Promises’ Dr. David Sack Talks about Revamping Addiction Treatment
Monsters and Critics talked to Promises’ CEO Dr. David Sack about Lohan and the revamping of drug addiction treatment at Promises.
Dr. Sack, a board-certified addiction psychiatrist with 28 years of experience, acquired Promises Treatment Centers in 2008, and took to reimagining the programs at both the West LA and Malibu campuses. While remaining focused on 12-step recovery methods, Dr. Sack has incorporated more involved mental health treatment as most people with substance abuse problems also suffer from depression, anxiety, and stress disorders.
Dr. Sack says the home-like and relaxing setting of both the Malibu and West LA campuses are conducive to the recovery and healing process. He also told Monsters and Critics that bureaucratic settings were not as effective for a patient's recovery, and the quality of the experience often hastened a patient's actual recovery time. He has also
implemented an improved follow-up care protocol and support alumni groups.

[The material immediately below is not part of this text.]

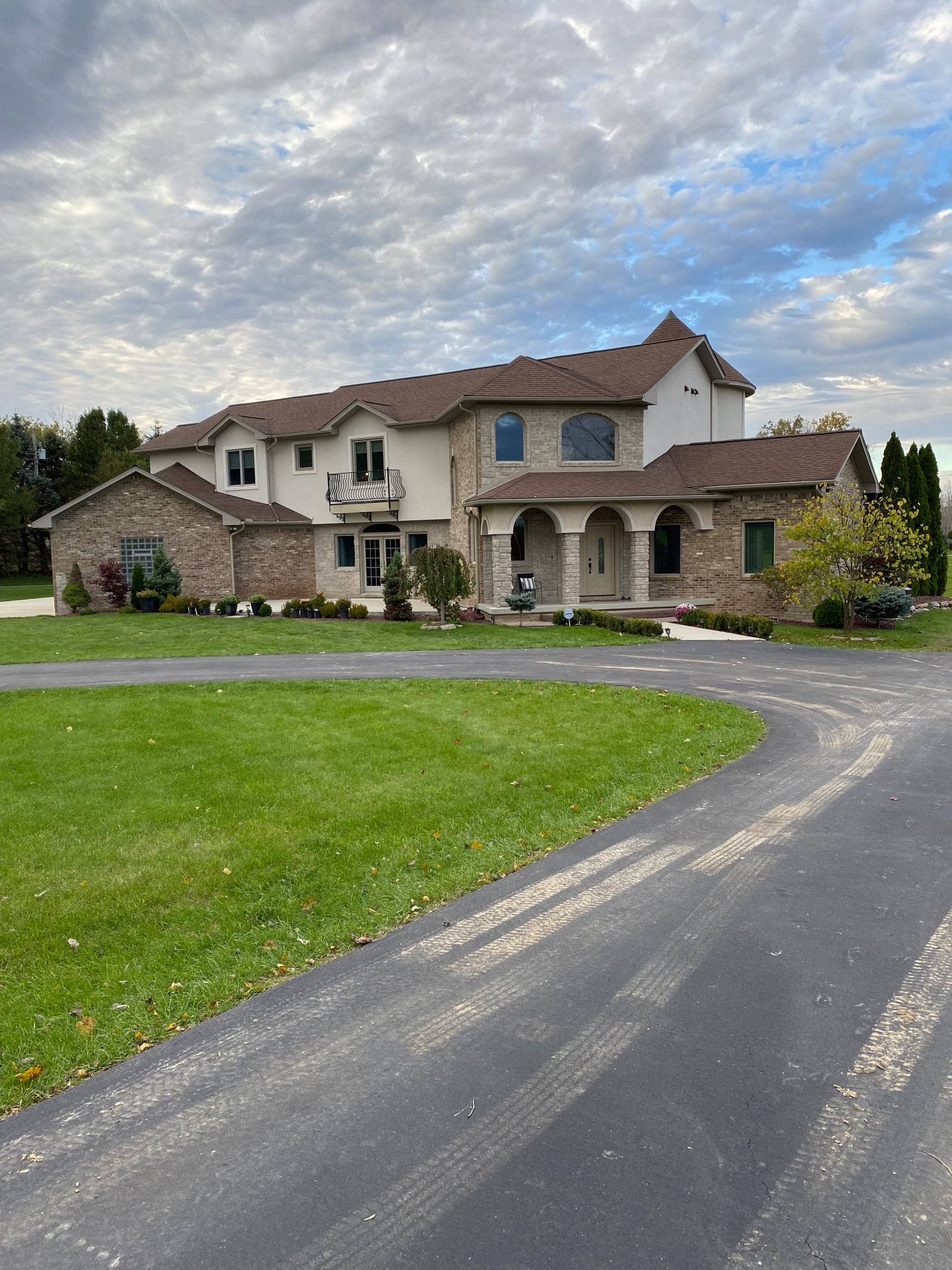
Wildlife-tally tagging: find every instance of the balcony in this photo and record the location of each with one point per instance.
(366, 492)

When asked why people often use the term “sex addiction” when high-profile men are caught cheating, Dr. Sack responded: “Not everyone who cheats is a sex addict. The idea of sexual addiction or compulsive sexual behavior should be used when the person is preoccupied with thinking about engaging in the particular behaviors and that these behaviors significant disrupt social or occupational functioning. The person who spends several hours day cruising internet pornography at work might be a good example. The behavior interferes with work, involves risks (most employers monitor website activity), and the person continues to engage in the activity despite those risks. Someone who is in a failing marriage and starts an affair may be dishonest, but is not necessarily a sex addict.”

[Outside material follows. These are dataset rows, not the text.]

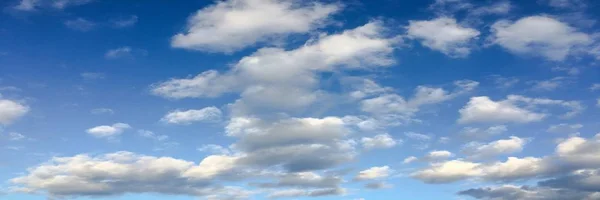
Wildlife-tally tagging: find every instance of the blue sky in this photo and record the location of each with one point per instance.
(289, 99)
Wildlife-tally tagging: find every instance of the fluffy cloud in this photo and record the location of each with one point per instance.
(306, 193)
(32, 5)
(80, 24)
(511, 169)
(539, 35)
(443, 34)
(387, 103)
(525, 193)
(99, 111)
(472, 133)
(108, 131)
(123, 172)
(190, 116)
(380, 141)
(481, 151)
(274, 79)
(548, 85)
(292, 143)
(11, 111)
(304, 180)
(564, 128)
(118, 52)
(235, 24)
(448, 171)
(374, 173)
(483, 109)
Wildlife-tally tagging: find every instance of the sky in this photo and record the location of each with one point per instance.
(291, 99)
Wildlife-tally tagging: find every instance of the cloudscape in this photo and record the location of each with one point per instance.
(300, 99)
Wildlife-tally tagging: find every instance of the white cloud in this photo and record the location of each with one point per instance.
(11, 111)
(83, 175)
(410, 159)
(564, 128)
(33, 5)
(564, 4)
(215, 149)
(483, 109)
(418, 136)
(438, 155)
(125, 22)
(374, 173)
(108, 131)
(478, 133)
(289, 193)
(548, 85)
(236, 24)
(455, 170)
(80, 24)
(443, 34)
(14, 136)
(118, 53)
(274, 78)
(539, 35)
(448, 171)
(92, 75)
(99, 111)
(395, 104)
(152, 135)
(380, 141)
(499, 147)
(209, 114)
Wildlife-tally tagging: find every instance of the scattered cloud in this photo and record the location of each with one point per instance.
(380, 141)
(443, 34)
(92, 75)
(99, 111)
(80, 24)
(483, 109)
(208, 114)
(539, 35)
(125, 22)
(11, 110)
(226, 21)
(374, 173)
(108, 131)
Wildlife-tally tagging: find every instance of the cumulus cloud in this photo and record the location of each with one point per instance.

Monsters and Critics then asked whether rehab can really work for someone who is forced into rehab, as Lohan might be. “There is clear and convincing research that says that people who are court ordered in treatment do at least as well as individuals who self-refer,” Dr. Sack responded. “Individuals in treatment for substance abuse who are court involved are actually less likely to commit suicide than those seeking treatment on their own. The fact is that most people entering treatment for drug or alcohol problems are responding to external pressure that may come in the form of a spouse threatening to leave, an employer who threatens termination or legal proceedings (civil or criminal).”